Requires:	python3-h5py
Requires:	python3-scipy
Requires:	python3-plinkio

%description

# LDpred #


LDpred is a Python based software package that adjusts GWAS summary statistics
for the effects of linkage disequilibrium (LD).  The details of the method is
described in Vilhjalmsson et al. (AJHG 2015) [http://www.cell.com/ajhg/abstract/S0002-9297(15)00365-1]

* The current version is 1.0.11

### News ###

Recent improvements have focused on making LDpred more robust, addressing issues highlighted by recent publications (Ge et al., Nat Comm 2019; Choi and O'Reilly, GigaScience 2019; Privé et al., AJHG 2019).

- Nov 20th, 2019, v. 1.0.11: Implemented LDpred-fast Joel Mefford's sparsified BLUP prediction (Mefford, thesis 2018).
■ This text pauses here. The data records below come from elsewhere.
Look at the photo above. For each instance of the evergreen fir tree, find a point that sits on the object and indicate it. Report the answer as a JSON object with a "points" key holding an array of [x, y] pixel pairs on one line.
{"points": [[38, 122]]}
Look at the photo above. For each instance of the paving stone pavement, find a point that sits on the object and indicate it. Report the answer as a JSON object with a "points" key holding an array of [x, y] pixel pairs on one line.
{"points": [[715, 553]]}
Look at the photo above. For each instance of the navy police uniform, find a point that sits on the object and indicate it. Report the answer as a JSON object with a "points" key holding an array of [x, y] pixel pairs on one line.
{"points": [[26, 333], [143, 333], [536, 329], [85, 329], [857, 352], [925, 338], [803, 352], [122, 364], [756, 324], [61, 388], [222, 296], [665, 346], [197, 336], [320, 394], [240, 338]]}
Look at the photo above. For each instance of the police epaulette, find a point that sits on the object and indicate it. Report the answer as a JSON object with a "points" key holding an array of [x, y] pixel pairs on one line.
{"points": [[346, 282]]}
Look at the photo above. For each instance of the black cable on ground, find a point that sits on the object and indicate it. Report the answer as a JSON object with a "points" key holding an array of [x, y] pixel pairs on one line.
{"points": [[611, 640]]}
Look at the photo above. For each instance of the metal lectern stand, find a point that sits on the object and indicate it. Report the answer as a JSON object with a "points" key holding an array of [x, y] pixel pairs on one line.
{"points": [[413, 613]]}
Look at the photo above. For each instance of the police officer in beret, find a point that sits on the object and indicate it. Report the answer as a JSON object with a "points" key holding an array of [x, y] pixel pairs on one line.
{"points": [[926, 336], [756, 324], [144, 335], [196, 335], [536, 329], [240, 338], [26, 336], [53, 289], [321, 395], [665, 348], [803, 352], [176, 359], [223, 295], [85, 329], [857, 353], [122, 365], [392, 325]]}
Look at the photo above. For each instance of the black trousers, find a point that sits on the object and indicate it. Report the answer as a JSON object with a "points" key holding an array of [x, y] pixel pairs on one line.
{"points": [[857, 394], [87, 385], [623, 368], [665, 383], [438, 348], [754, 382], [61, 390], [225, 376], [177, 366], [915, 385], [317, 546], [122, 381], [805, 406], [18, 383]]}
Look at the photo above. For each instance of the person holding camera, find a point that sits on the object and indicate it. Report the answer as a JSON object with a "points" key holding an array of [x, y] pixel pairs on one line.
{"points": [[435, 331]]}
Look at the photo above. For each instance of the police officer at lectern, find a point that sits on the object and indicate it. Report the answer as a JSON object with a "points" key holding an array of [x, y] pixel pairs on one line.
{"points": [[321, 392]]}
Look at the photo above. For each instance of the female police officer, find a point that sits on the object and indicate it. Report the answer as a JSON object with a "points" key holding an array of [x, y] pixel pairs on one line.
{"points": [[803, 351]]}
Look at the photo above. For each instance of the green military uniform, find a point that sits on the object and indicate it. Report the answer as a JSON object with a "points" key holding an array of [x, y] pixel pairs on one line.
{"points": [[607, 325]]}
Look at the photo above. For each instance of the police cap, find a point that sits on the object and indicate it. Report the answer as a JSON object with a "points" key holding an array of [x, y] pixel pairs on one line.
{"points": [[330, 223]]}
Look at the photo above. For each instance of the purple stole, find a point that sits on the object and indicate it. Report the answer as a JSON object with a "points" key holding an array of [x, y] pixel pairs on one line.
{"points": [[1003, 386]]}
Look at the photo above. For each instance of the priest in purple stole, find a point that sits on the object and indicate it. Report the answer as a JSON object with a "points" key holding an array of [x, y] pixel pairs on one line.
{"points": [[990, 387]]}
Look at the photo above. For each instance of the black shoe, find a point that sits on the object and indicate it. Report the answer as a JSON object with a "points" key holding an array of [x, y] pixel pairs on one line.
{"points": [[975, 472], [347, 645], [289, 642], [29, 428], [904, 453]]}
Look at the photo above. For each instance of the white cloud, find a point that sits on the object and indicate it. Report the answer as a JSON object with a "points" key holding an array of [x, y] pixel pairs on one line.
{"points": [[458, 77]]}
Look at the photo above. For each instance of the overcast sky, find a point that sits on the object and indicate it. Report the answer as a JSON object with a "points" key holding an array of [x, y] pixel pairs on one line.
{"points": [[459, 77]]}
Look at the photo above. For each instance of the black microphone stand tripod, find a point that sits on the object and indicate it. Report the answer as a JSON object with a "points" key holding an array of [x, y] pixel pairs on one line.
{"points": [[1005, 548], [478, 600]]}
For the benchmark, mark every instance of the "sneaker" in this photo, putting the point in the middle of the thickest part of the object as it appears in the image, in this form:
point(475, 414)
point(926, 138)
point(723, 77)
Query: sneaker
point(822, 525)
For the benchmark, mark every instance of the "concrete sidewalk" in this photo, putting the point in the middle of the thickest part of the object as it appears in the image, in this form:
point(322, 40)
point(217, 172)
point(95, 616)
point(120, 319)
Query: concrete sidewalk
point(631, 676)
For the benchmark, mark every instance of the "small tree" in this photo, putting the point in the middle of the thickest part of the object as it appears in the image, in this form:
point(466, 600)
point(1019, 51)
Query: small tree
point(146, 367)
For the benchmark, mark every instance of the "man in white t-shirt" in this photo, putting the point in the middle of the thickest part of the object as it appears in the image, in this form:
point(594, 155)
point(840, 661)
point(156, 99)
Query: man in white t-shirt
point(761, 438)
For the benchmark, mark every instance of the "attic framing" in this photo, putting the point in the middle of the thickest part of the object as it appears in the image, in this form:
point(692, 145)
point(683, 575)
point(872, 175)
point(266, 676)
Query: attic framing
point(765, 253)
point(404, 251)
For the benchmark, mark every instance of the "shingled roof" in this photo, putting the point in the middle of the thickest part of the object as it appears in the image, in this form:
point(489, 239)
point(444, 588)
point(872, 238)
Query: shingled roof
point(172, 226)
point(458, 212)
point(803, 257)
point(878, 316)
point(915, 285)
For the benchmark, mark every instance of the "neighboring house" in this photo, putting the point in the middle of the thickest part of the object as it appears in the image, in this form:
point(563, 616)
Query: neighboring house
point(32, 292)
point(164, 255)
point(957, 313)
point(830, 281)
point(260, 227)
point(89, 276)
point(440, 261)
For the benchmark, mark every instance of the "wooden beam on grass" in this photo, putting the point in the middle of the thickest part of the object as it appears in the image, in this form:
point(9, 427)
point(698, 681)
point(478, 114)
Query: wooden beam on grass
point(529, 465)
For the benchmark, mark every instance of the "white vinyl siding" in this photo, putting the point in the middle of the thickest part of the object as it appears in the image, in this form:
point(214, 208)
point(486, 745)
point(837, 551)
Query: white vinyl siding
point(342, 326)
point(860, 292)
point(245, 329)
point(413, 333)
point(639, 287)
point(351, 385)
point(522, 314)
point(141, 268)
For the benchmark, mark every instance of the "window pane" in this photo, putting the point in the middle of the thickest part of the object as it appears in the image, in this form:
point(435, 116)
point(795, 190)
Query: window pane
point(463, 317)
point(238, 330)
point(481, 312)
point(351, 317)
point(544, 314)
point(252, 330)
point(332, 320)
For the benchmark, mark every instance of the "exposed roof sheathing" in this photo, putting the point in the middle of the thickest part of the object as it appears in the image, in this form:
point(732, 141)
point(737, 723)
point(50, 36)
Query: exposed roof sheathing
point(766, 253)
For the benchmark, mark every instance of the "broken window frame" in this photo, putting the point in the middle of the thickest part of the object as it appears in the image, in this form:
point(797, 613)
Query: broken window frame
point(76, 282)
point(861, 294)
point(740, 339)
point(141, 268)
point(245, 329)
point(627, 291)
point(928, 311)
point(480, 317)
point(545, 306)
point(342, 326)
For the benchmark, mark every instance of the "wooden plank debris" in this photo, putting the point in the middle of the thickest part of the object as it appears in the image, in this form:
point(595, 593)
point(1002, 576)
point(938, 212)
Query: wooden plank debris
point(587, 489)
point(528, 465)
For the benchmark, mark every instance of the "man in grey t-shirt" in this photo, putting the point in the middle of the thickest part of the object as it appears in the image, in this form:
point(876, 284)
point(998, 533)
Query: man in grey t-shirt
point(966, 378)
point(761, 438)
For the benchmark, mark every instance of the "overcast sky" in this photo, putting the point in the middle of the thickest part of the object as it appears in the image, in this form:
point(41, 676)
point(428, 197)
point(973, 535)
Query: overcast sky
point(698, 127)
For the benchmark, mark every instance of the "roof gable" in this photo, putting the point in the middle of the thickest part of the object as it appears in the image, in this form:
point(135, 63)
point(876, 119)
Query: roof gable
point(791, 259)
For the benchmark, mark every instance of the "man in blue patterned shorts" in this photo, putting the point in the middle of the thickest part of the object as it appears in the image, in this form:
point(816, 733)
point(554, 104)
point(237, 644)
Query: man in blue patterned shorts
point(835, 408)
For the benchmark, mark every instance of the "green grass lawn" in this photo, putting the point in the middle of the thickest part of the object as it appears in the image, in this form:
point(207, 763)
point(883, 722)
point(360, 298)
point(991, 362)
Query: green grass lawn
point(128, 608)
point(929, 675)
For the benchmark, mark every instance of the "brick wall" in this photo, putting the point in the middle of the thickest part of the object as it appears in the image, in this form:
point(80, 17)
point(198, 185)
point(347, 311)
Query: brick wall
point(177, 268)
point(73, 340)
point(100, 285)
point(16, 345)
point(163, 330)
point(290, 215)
LDpred-fast is suitable for polygenic diseases/traits when LDpred-gibbs fails to converge or is too slow.

- Oct 21st, 2019, v. 1.0.10: LDpred-gibbs now reports LDpred-inf effects for SNPs in long-range LD regions (Price et al., AJHG 2008). This improves convergence of the algorithm substantially when applied to large datasets.

- Oct 17st, 2019, v. 1.0.8: Fixed a bug in LDpred that could improve convergence for gibbs.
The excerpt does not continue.